Boosting Reservoir Computing with Brain-inspired Adaptive Dynamics
Journal:
arXiv
Published Date:
Apr 16, 2025
Abstract
Reservoir computers (RCs) provide a computationally efficient alternative to
deep learning while also offering a framework for incorporating brain-inspired
computational principles. By using an internal neural network with random,
fixed connections$-$the 'reservoir'$-$and training only the output weights, RCs
simplify the training process but remain sensitive to the choice of
hyperparameters that govern activation functions and network architecture.
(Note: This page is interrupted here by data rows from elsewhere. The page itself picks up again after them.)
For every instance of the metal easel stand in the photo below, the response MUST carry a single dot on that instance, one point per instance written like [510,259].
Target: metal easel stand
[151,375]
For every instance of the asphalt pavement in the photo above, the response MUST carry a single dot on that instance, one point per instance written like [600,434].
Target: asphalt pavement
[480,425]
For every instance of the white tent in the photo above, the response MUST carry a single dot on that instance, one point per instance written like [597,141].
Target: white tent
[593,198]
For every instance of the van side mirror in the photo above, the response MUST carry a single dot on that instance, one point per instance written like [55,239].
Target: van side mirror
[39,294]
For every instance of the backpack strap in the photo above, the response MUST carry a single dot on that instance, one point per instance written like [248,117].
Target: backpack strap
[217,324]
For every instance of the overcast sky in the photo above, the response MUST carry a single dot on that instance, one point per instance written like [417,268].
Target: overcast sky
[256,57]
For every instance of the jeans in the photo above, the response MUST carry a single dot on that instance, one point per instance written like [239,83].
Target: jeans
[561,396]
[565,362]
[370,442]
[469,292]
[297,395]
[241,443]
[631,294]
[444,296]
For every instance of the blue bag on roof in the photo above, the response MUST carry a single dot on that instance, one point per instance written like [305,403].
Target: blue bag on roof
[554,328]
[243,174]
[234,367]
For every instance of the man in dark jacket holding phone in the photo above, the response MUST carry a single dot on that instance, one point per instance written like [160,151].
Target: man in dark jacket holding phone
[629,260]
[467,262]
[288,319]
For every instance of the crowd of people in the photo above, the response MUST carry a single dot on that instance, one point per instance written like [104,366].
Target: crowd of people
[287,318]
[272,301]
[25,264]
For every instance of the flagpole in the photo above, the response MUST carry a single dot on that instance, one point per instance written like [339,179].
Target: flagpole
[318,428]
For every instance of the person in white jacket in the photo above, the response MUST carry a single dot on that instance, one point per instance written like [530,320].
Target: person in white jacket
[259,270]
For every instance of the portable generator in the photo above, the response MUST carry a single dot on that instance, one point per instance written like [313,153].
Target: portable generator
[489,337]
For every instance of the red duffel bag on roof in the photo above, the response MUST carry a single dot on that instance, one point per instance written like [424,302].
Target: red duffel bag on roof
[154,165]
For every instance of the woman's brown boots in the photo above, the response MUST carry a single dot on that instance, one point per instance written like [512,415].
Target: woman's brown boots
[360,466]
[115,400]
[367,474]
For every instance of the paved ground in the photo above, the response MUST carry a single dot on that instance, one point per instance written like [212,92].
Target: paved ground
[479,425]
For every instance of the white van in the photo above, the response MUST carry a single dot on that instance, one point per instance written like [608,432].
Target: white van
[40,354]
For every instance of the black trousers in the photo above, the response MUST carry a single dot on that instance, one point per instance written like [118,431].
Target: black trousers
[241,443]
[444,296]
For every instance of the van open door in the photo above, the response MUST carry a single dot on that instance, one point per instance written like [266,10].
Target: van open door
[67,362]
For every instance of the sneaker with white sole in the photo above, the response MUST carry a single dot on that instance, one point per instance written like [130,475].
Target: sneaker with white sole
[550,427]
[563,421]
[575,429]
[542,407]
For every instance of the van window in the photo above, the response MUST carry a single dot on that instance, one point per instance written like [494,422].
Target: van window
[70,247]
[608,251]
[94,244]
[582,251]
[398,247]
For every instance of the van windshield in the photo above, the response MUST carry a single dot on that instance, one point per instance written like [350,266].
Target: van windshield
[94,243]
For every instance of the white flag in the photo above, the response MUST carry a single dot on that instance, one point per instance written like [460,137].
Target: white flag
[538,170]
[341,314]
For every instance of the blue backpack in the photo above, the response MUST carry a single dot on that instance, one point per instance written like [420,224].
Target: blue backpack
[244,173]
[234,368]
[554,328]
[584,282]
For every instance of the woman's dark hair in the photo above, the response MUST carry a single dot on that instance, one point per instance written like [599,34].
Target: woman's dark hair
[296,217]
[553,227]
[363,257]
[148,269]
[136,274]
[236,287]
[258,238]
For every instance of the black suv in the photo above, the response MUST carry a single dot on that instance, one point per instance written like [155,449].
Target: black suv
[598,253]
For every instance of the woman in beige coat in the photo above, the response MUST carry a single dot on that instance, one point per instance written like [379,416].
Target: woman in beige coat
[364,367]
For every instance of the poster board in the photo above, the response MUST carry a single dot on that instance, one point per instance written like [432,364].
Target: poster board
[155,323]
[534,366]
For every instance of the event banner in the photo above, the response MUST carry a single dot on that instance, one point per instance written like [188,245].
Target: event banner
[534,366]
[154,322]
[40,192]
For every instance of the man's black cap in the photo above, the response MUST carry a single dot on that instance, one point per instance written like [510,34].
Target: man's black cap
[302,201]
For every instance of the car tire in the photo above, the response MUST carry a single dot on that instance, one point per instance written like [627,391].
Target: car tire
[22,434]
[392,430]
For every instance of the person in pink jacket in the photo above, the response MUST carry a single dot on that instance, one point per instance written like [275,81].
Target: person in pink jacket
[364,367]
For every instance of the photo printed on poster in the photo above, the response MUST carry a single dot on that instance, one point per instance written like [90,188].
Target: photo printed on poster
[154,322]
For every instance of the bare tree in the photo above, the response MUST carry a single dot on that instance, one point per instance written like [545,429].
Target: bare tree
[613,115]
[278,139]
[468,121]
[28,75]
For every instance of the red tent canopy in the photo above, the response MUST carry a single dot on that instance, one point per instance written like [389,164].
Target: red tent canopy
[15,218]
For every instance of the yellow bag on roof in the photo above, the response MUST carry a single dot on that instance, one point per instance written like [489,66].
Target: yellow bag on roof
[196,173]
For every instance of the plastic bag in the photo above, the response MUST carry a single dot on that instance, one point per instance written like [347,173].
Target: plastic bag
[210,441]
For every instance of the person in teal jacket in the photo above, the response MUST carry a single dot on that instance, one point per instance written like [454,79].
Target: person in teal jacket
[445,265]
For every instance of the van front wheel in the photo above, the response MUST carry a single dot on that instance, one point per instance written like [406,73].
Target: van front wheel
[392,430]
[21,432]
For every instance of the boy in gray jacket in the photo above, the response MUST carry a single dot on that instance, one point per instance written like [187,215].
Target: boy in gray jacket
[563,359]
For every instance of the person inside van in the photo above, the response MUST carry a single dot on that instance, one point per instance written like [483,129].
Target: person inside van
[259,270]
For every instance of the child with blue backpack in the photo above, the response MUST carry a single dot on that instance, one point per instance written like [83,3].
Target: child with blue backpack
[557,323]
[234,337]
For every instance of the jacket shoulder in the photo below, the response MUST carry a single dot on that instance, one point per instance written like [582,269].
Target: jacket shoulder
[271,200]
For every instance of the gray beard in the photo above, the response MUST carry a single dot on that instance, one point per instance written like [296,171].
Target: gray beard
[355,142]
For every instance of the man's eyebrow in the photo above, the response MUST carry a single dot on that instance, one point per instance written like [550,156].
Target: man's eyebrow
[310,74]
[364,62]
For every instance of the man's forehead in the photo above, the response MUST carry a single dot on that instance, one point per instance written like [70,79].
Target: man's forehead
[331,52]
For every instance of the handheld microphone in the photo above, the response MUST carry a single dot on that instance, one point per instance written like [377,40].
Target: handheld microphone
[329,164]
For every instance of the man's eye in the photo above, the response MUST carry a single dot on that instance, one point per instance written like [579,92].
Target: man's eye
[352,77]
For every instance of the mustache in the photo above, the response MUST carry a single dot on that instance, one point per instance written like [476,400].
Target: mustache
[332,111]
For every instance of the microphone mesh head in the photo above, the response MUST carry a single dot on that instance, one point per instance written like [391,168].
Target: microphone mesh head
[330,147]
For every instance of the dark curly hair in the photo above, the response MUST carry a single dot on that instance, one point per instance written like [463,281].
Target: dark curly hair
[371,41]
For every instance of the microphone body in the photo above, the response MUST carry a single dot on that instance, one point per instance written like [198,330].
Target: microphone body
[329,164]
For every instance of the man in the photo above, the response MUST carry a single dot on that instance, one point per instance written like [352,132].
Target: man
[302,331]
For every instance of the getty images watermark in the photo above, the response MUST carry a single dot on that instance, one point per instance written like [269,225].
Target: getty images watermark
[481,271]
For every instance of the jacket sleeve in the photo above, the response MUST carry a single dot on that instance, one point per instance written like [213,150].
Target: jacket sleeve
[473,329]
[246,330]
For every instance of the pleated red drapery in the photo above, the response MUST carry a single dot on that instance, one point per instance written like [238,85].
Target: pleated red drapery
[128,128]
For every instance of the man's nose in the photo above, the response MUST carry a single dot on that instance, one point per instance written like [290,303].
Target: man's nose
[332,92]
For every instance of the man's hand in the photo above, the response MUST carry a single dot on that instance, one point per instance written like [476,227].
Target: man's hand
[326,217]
Moreover, typical RC implementations overlook a critical aspect of neuronal
dynamics: the balance between excitatory and inhibitory (E-I) signals, which is
essential for robust brain function. We show that RCs characteristically
perform best in balanced or slightly over-inhibited regimes, outperforming
excitation-dominated ones. To reduce the need for precise hyperparameter
tuning, we introduce a self-adapting mechanism that locally adjusts E/I balance
to achieve target neuronal firing rates, improving performance by up to 130% in
tasks like memory capacity and time series prediction compared with globally
tuned RCs. Incorporating brain-inspired heterogeneity in target neuronal firing
rates further reduces the need for fine-tuning hyperparameters and enables RCs
to excel across linear and non-linear tasks. These results support a shift from
static optimization to dynamic adaptation in reservoir design, demonstrating
how brain-inspired mechanisms improve RC performance and robustness while
deepening our understanding of neural computation.